Navigation and communication:
First, thank you to Steve Jobs as the maps and walking/driving directions available on our i-Phones have saved our bacon dozens of times so far.
When we arrived in Spain, we bought spanish SIM cards for our unlocked i-Phones at the Madrid train station. For $25eu each, we got 1gb of data and $18 worth of talk/text time. That way we could stay in touch and use the data for e-mail, maps and research when we were away from free hotel or restaurant wi-fi.
In Spain, the phone maps and walking directions were life savers. We could drop a pin at our hotel/apartment and then wander around the maze of narrow winding one-way streets and alleys for hours and then just click on directions back to the pinned location. The only problem was that the street names in these ancient cities changes every couple hundred feet for no apparent reason (we were told that they do it to honor a famous person or family), but it seems more likely that they just want to piss-off the tourists. This problem is further complicated by the fact that the before-said ever-changing street names are rarely posted anywhere so you have no idea if you are going the right direction. Typical directions from the map "Proceed on Calle Sanchez for 30 feet, then proceed left on Calle Gomez then right on Calle Hermosa, proceed left on Avenue de Mendosa, proceed onto Calle Jerez for 30 feet". In reality, you just went straight for 100 feet while all the unmarked street names changed names. Confusing? Yes, very...but only until we learned to just watch the arrows on the screen and not listen to the directions. Another thing you learn is to never drive inside the old city walls. One time in Seville, we called a taxi to take us to a restaurant we could not find on the map, the taxi drove for about 20 minutes and charged us 8eu.

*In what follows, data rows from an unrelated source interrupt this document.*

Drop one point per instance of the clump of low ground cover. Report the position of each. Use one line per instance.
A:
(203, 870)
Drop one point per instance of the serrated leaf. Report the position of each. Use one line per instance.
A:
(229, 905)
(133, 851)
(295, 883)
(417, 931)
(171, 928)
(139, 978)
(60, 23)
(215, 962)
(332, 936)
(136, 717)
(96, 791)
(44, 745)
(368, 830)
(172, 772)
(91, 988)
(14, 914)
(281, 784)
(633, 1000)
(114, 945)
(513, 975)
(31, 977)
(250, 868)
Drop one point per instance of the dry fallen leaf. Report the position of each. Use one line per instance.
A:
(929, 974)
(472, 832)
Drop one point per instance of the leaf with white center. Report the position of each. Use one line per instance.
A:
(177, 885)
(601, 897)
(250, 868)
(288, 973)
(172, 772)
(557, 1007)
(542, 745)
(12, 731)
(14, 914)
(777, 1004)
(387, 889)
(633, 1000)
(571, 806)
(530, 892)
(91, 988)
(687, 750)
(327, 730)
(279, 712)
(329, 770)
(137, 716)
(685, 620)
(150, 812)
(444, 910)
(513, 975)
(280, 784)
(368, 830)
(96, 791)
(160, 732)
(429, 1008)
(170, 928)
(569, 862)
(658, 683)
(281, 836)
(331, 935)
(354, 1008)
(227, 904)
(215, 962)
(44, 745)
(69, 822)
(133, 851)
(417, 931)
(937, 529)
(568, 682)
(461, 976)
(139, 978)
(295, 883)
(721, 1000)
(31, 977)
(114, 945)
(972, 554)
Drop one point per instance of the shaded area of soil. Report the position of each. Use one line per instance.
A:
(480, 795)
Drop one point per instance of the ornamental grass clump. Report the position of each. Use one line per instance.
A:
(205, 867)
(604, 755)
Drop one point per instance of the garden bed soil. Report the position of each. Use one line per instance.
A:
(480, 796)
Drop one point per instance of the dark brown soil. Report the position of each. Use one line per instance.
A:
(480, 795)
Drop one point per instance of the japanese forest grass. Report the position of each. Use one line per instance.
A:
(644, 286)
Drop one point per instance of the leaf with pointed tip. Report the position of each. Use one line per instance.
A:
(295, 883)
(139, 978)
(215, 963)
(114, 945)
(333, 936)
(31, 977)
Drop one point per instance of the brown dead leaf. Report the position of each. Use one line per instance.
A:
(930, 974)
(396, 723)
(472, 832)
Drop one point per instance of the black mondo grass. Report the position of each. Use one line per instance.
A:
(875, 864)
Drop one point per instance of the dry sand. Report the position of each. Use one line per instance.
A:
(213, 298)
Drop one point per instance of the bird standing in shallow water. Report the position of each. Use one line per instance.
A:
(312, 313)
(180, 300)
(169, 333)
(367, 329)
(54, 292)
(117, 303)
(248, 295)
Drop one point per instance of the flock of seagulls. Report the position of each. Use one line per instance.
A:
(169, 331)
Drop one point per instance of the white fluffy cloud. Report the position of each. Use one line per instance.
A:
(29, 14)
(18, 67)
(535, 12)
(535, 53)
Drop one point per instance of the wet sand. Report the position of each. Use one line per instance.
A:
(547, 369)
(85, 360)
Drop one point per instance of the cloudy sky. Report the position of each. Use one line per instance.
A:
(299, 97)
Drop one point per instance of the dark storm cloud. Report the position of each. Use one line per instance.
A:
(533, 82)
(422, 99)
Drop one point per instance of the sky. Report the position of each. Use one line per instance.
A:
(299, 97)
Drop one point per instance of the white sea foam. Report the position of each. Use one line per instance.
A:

When we put in walking directions to our pinned home, it was only a 3 minute walk back due to the limited car access on the narrow streets. Note: the narrow winding cobblestone streets don't stop the locals from driving at breakneck speed - especially on their motorcycles. However, to be truthful, the confusion, getting lost and all that just add to the flavor and ambiance of travel in beautiful places. Once you learn that it's going to be different than what you are use to, then you can just plan for extra time and enjoy where getting lost takes you.
So you might think that since we have been here a month, we must be starting to become fluent in Spanish. You, mi amigo, would be el wrongo. We are trying, but keep in mind I was taking French lessons - which only makes the Spanish more confusing. When we are out and about, there are two different results when we communicate in Spanish. The usual one is this: unbeknownst to us, we must have some invisible (to us anyway) neon flashing arrows above our heads that pointing to us saying "Americanos". The result being that we stupidly attempt to speak Spanish and point with our hands while they politely listen and then answer us in English. The other, more rare result is we actually accidentally speak the language correctly enough to fool them into thinking we are not idiots - the unfortunate result being that they answer us in Spanish. Thus the conversation:
Me: Donde es el vino?
Spanish guy on street: el vino ? usted borracho ! primero hay que ir a la izquierda en la Calle González , y luego caminar treinta y dos pasos a la calle Rameriz , luego dar la vuelta , comprar unas tapas , ir al baño , tomar tres vueltas alrededor del parque , tomar una siesta y luego buscar el vino nuevo. (All said in less than 3 seconds).
Me (A proud, but stupid American): Si! Bueno, perfecto, Gracias!
Me (whispering to Cathy) What the hell did he say?
Still.....all this beats being home watching reruns of Bonanza. Don't you agree?